Welcome to my first Substack offering. I’m calling it Freshpolitique; it’s a made-up word intended to sound French and to contrast with Realpolitik, the German word behind the Realist philosophy of foreign affairs that characterizes international relations as a relentless game of power, wherein national and geopolitical “interests” dominate foreign policy at the expense of moral values, sacred principles, historic affections, mutual sympathies, the rule of law, and everything else of importance to the Idealist school of thought.
You’ll have noticed the buzz in the news about the demise of the Liberal World Order (framed largely by idealists and managed largely by the United States and its allies) and the rise of an Illiberal Authoritarian order, led by China, and including a constellation of states as diverse as Russia, Turkey, Iran, Egypt, Saudi Arabia and Indonesia. We should include the seven EU member states with far right parties in control as potential recruits. What used to be “the West” is now called the Weird countries--Western, industrial rich and democratic—and they are confronted by an enlarging BRICS conglomerate (originally Brazil, Russia, India, China and South Africa) that purports to represent the Global South, i.e. most of the people on earth.
The so-called Unipolar Moment after the end of the Cold War wherein the United States reigned supreme as the world’s reluctant sheriff but deserving hegemon ended after 9/11 and the unnecessary and prolonged wars in Iraq and Afghanistan. As notable authority Richard Haass and many others have observed, Geopolitical rivalry and armed conflict between countries “are back”. Realpolitik is resurgent, but it doesn’t have to last.
My aim is to take a fresh approach to the many topics that comprise the multi-faceted domain of international affairs. Tempting as it is, I will purposefully avoid suggesting a “New World Order”, so as to distance my project from the conceit of a would be manifesto and to distinguish “freshness” from designs already trotted out by ambitious parties, politicians, and pundits in recent years. The world order I envision borrows pragmatic aspects of both realism and idealism while blending ancient and modern concepts; it’s not so much a Middle Way or anything “New”, but rather a perspective imbued with high hopes and a love of life.
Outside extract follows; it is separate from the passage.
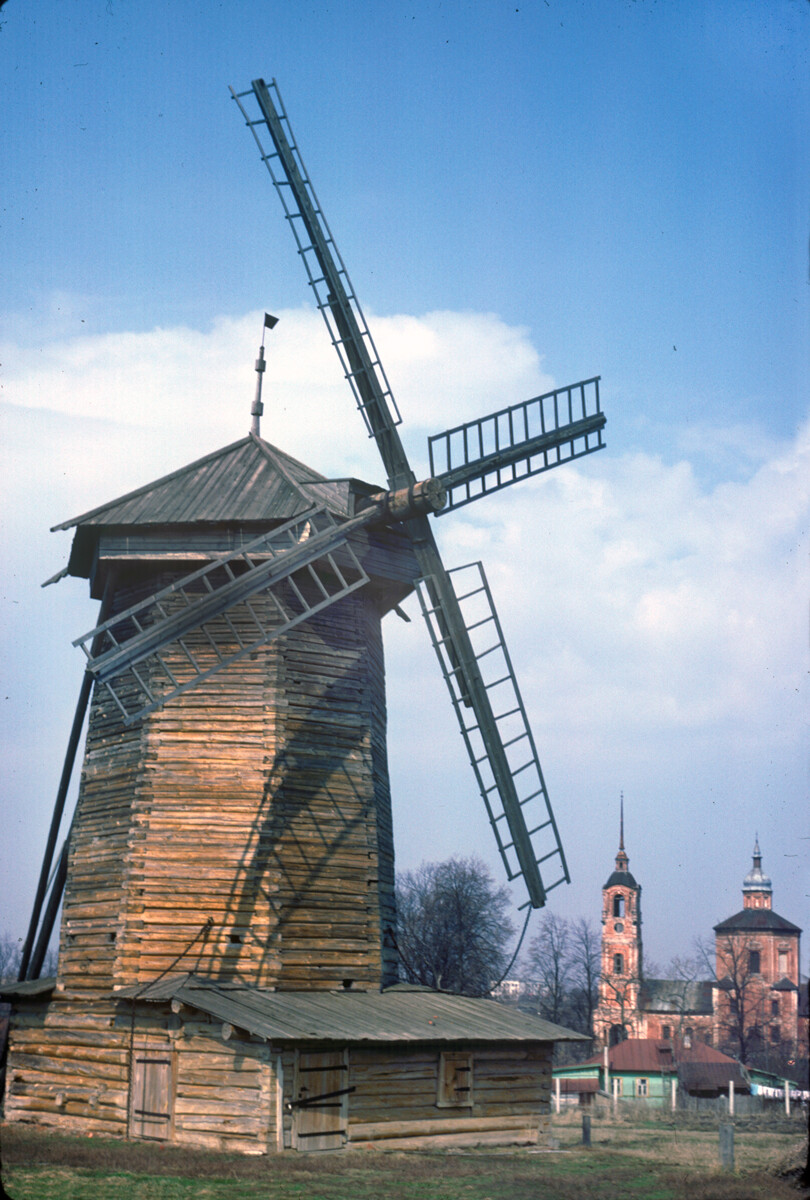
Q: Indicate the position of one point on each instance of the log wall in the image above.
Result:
(71, 1069)
(259, 799)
Freshpolitique is, or will be, as it comes to fruition, a brief history of the very recent future. I know that sounds odd, and audacious, but I hope you’ll give me a shot at pretending to know how things can turn out as we journey beyond tomorrow and the day after that. As the months progress in real time, the book will emerge in three parts: Prismatics (in which I explain facets of a lens through which to discern patterns and outcomes of dynamic relationships across the world); Constructs (an inventory of reconstituted communities and conflict resolution schema, as revealed in a series of Dispatches from the field); and Prescriptions (recommendations from a self-described Doctor of Nations who will communicate via Memoranda from the Office of the State Philosopher). Do I sense a grimace, a guffaw, some snickering? Your eyes may be rolling a bit, but please don’t bail out on me just yet.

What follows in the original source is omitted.